Diffusion models have been widely deployed in AIGC services; however, their reliance on opaque training data and procedures exposes a broad attack surface for backdoor injection. In practical auditing scenarios, due to the protection of intellectual property and commercial confidentiality, auditors are typically unable to access model parameters, rendering existing white-box or query-intensive detection methods impractical. More importantly, even after the backdoor is detected, existing detoxification approaches are often trapped in a dilemma between detoxification effectiveness and generation quality. In this work, we identify a previously unreported phenomenon called temporal noise unconsistency, where the noise predictions between adjacent diffusion timesteps is disrupted in specific temporal segments when the input is triggered, while remaining stable under clean inputs. Leveraging this finding, we propose Temporal Noise Consistency Defense (TNC-Defense), a unified framework for backdoor detection and detoxification. The framework first uses the adjacent timestep noise consistency to design a gray-box detection module, for identifying and locating anomalous diffusion timesteps. Furthermore, the framework uses the identified anomalous timesteps to construct a trigger-agnostic, timestep-aware detoxification module, which directly corrects the backdoor generation path. This effectively suppresses backdoor behavior while significantly reducing detoxification costs. We evaluate the proposed method under five representative backdoor attack scenarios and compare it with state-of-the-art defenses. The results show that TNC-Defense improves the average detection accuracy by $11\%$ with negligible additional overhead, and invalidates an average of $98.5\%$ of triggered samples with only a mild degradation in generation quality.

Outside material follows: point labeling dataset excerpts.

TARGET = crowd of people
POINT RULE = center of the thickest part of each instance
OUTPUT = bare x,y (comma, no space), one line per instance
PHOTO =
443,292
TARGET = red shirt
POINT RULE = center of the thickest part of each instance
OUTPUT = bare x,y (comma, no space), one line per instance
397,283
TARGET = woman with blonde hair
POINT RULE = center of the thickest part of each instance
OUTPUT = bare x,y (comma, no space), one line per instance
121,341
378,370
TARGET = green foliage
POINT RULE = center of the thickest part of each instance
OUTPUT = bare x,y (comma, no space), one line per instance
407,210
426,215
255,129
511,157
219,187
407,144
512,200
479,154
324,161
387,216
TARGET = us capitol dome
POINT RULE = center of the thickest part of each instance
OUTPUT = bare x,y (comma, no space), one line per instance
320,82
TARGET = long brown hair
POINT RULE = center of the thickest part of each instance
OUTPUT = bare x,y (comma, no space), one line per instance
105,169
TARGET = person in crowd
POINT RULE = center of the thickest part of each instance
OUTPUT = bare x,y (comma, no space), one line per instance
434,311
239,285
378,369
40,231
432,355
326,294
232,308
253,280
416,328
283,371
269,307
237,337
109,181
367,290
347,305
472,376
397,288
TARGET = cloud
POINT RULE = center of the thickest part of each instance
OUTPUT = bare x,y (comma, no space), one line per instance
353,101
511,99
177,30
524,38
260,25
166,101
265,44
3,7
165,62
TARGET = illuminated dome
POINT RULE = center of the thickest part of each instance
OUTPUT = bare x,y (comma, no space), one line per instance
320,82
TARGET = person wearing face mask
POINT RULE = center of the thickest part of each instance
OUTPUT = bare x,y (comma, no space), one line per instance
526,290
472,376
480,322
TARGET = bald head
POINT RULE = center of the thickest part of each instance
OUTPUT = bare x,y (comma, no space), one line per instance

翻译：扩散模型已广泛应用于AIGC服务中，但其对不透明训练数据和流程的依赖，为后门植入提供了广阔的攻击面。在实际审计场景中，由于知识产权和商业机密的保护，审计者通常无法获取模型参数，这使得现有的白盒或高查询量检测方法难以实施。更重要的是，即使检测到后门，现有的净化方法也常陷入净化效果与生成质量难以兼顾的困境。本工作中，我们发现了一种先前未被报告的现象——时序噪声不一致性：当输入包含触发器时，相邻扩散时间步间的噪声预测在特定时间片段会受到干扰，而在干净输入下则保持稳定。基于这一发现，我们提出了时序噪声一致性防御（TNC-Defense），一个用于后门检测与净化的统一框架。该框架首先利用相邻时间步噪声一致性设计了一个灰盒检测模块，用于识别并定位异常的扩散时间步。进而，框架利用识别出的异常时间步构建了一个与触发器无关、感知时间步的净化模块，直接修正后门生成路径。这有效抑制了后门行为，同时显著降低了净化成本。我们在五种代表性后门攻击场景下评估了所提方法，并与前沿防御方案进行了对比。结果表明，TNC-Defense 以可忽略的额外开销将平均检测准确率提升了 $11\%$，并以仅轻微降低的生成质量，平均使 $98.5\%$ 的触发样本失效。